Ashes to Ashes: Paintboxed?
Tra gli errori più frequenti che ormai si sono diffusi come un virus con gli articoli dedicati al making of di Ashes to Ashes, c’è l’ipotesi che la crew tecnica si sia servita di alcuni effetti di solarizzazione dell’immagine per ottenere i risultati più contrastati. Mallet in realtà si porta dietro la sperimentazione fatta con gli Hot Gossip, sempre per i video performativi realizzati in seno al Kenny Everett Show, e in particolare per la clip relativa a Supernature.
Le similitudini tra questo e il video di Bowie sono evidenti e riguardano le modalità con cui i valori cromatici del paesaggio vengono trasformati, grazie alle capacità del mixer video utilizzato dal regista inglese e diffuso in quegli anni. Niente a che vedere con le tecniche di solarizzazione.

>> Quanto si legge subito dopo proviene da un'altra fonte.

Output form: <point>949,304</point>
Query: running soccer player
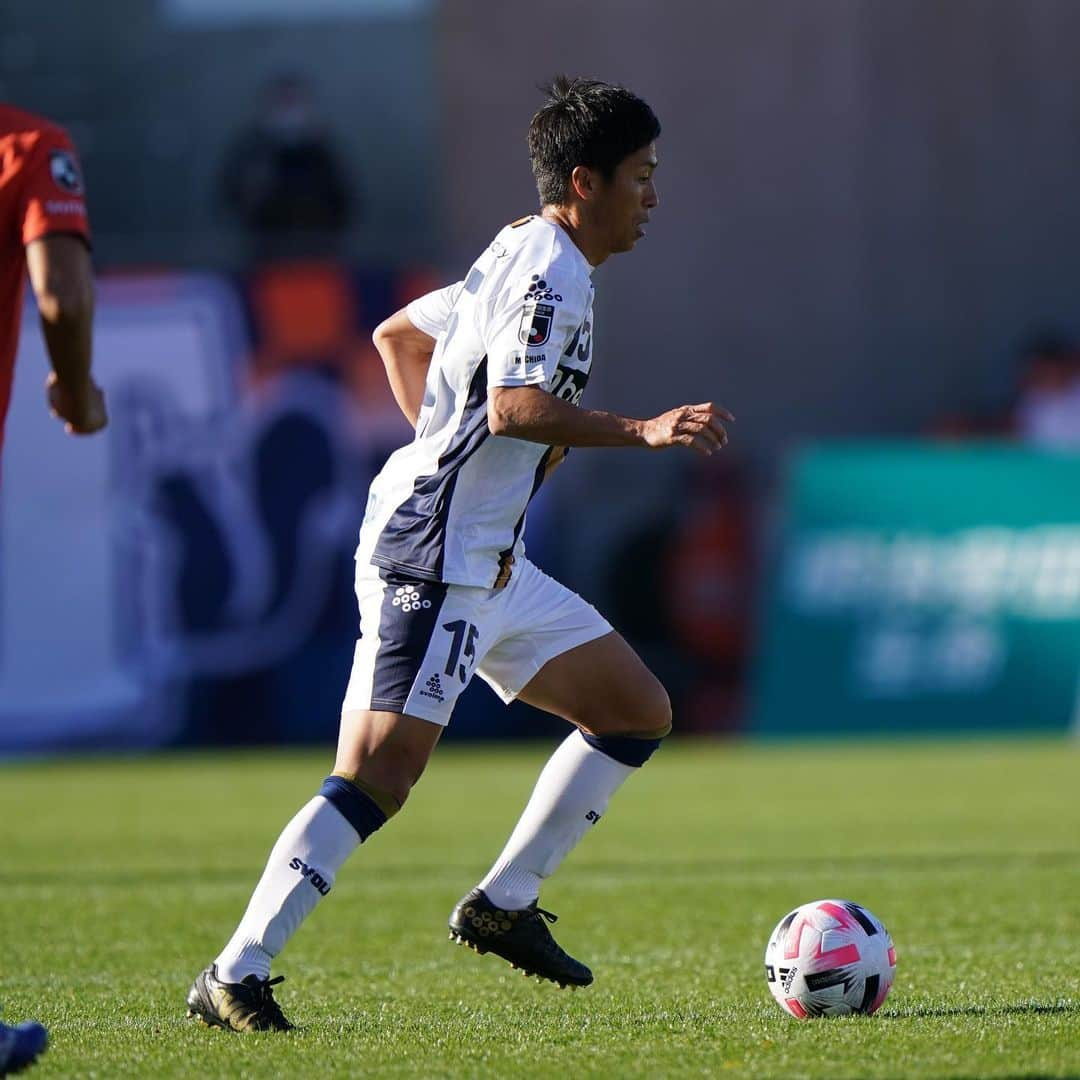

L’altro errore è che il lavoro sia stato svolto con il Paintbox, dispositivo lanciato dalla Quantel nel 1981 e adottato dal broadcast britannico nel 1982, un anno dopo le sperimentazioni con il Flair, workstation pionieristica sviluppata grazie ad una collaborazione della Logica e del dipartimento tecnico della BBC situato a Kingswood Warren. Il Paintbox consentirà una modifica delle immagini televisive direttamente sullo schermo grazie ad un sistema hardware/software integrato totalmente autonomo. I sistemi integrabili della Quantel precedenti al Paintbox consentivano già, con minore versatilità, di creare e colorare il cielo di un’immagine pre-esistente mediante una palette, oppure di alterarne completamente i valori cromatici, mantenendo inalterati quelli di luminanza. Un esempio estensivo dell’utilizzo del Paintbox è tutta la produzione grafica di Max Headroom, la serie prodotta da BBC. Solo di un anno dopo gli esperimenti di videopittura che “Painting with light“, la serie televisiva prodotta dalla Griffin Productions e trasmessa da BBC 2 nel 1986, affiderà agli artisti Richard Hamilton, Howard Hodgkin, Larry Rivers, Sidney Nolan, Jennifer Bartlett e David Hockney. Il Paintbox si presenta come workstation completa, che integra un tablet touchpen per agire su segni e colori. Le capacità metamorfiche del sistema oltre a consentire la combinazione di sorgenti grafiche eterogenee adatte ad interagire con la tecnica del bluescreen, permettono di cambiare i colori illimitatamente basandosi sui principi luminosi e puntando alla saturazione del colore per oscurare l’immagine più che per esaltarne la brillantezza. Il Paintbox consente in quegli anni di intervenire “al volo” sulle immagini, anticipando la prassi del disegno su tablet e consentendo la gestione di una maggiore o minore opacità dell’immagine in relazione alla pressione della penna. La cornice tecnologica è ovviamente diversa dalle possibilità attuali, ma interpreta già l’evoluzione dell’immagine digitale in termini performativi. Il Paintbox consentiva inoltre la memorizzazione di effetti e l’accesso ad una libreria di preset con modalità per quegli anni del tutto innovative.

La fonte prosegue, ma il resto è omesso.